She still couldn’t decide how much of what Eole had said was true. She’d concluded the trees’ voices were genuine, and not his invention, because he’d heard the word ‘Koad’. But could it have been the Tree Slayer telling him where to go? Perhaps the Tree Slayer already knew where the One Tree was. Perhaps it simply wanted to get Eole there without her beside him so it could make him blow it down. In that case, she’d been right to trick Eole and send him as far away from Koad as possible. She’d thwarted the Tree Slayer.

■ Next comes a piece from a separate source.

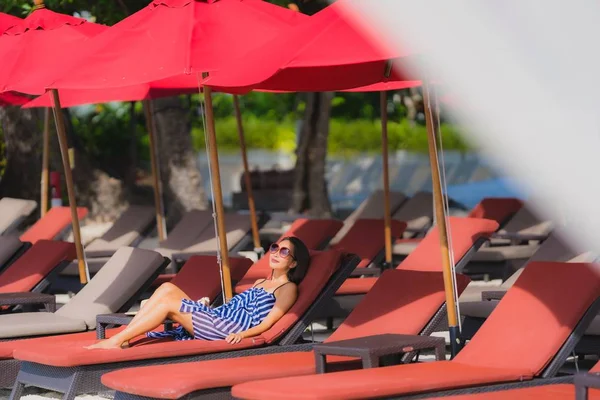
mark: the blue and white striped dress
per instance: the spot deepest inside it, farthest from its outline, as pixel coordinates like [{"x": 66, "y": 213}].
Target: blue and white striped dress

As she got out of the taxi at the campsite, the clouds began hurling down rigid lines of rain and then hail. She sheltered in the toilet block, where a cleaner stopped mopping and said the storm looked violent.
Before long, branches started thrashing in the wind. A paper bag vomited its burger box and cup as it tumbled across the car park. Rainbow ran outside and laid her hands on the closest tree, a poplar, searching for signs of the Tree Slayer. There was the same wire-fence restraint she’d felt in all the Brocéliande trees, and she couldn’t detect any personal feelings at all. However, there was none of the fear she’d sensed during Eole’s gale. It was a normal storm and not the Tree Slayer.
The storm didn’t last long, despite the heavy black clouds.
“Wind’s changed direction,” said the cleaner, and Rainbow wondered if Eole had kept his promise and blown the storm away. It was impossible: he wouldn’t have stayed here without her. He’d still be on the bus to Rennes.
She couldn’t stop thinking about him as she pitched her tent in the far corner of the campsite. She should have accompanied him to the station and put him on a train before escaping. He wouldn’t be able to buy a train ticket alone. He couldn’t even go into a shop. How could she have been so cruel?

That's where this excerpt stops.